Que amor? É neste momento que a Fênix, cuja força deriva da sua dúbia natureza ave-monstro, é vista somente como o Frankenstein, criatura mal cosida e disforme, colossal em seu desvio, excrescência da sociedade que teima em se debater ante à tortura das suas diversas mortes. Indigno, o monstro chora e pede e a ele é negado o alívio que um pequeno gesto de carinho traria. Que o monstro se reconstrua sozinho, que se vire com seus pedaços e lágrimas! Aqueles a quem eu amo querem somente a Fênix glamourosa e renascente, a ave que recende a mirra, nardo e canela; dourada e flamejante, a sorrir e persistir através de tormentas, pestes e guerras, com a sólida resistência conferida por sua parte monstro.

E que suas lágrimas sejam silenciosas, que seus soluços não perturbem o curso e o precioso cotidiano de seus amores. Que falhe consigo, nos subterrâneos do seu corpo duplo, que esmoreça no escuro! E que não falte jamais a eles sua força - deixe de renascer, alinhave os pedaços mortos, mas dê a eles a força que não tem, a custo da sua alma, se preciso for. Estenda sua mão firme, ou será o Frankenstein, criado a partir de refugos, cuja aparência monstruosa certamente lhe infere tal maldade e comportamento vil que deve ser tratada a ferro e repudiada com desdém e desprezo que só os homens sabem ter para com os monstros.

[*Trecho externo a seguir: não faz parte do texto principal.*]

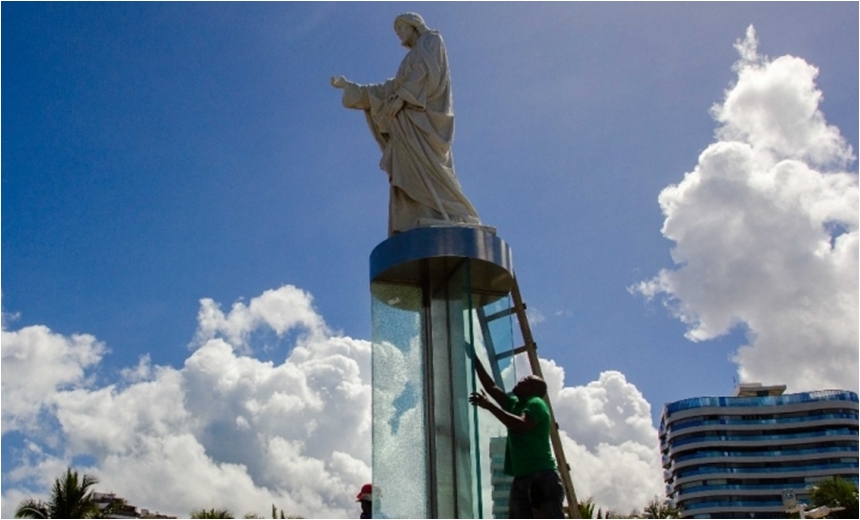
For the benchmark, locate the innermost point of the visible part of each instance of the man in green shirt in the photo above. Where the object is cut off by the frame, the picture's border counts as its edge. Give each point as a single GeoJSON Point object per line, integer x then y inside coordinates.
{"type": "Point", "coordinates": [537, 491]}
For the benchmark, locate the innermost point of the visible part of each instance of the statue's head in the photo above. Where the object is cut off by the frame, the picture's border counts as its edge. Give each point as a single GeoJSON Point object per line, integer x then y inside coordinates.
{"type": "Point", "coordinates": [413, 19]}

A solidão não incomoda mais. Viver à marginalidade e apoiar senão em mim mesma fazem parte de todos os dias dos meus 340 anos. Mesmo sendo terreno fértil para as esperanças baratas que brotam e brotam em mim, verdes e ordinárias, a ilusão de companhia já não faz parte do que cultivo. Ao contrário, anseio pelo dia em que, verdadeiramente desacompanhada, minhas mãos e minha força se constituirão em refúgio para as criaturas que do meu ventre vieram; para quando precisarem de água, descanso e repouso entre as batalhas das suas próprias vidas.

A mim, diferença nenhuma faz que os humanos enxerguem-me como Fênix ou Frankenstein. Desde que me deixem prosseguir no meu sagrado ciclo de morte e renascimento, sozinha e ruiva a voar pelos meus sonhos. De amor já estou farta. Prescindo dele agora, abdico já - só me deixem cumprir meus destinos, sem suas presenças exigentes e sufocantes.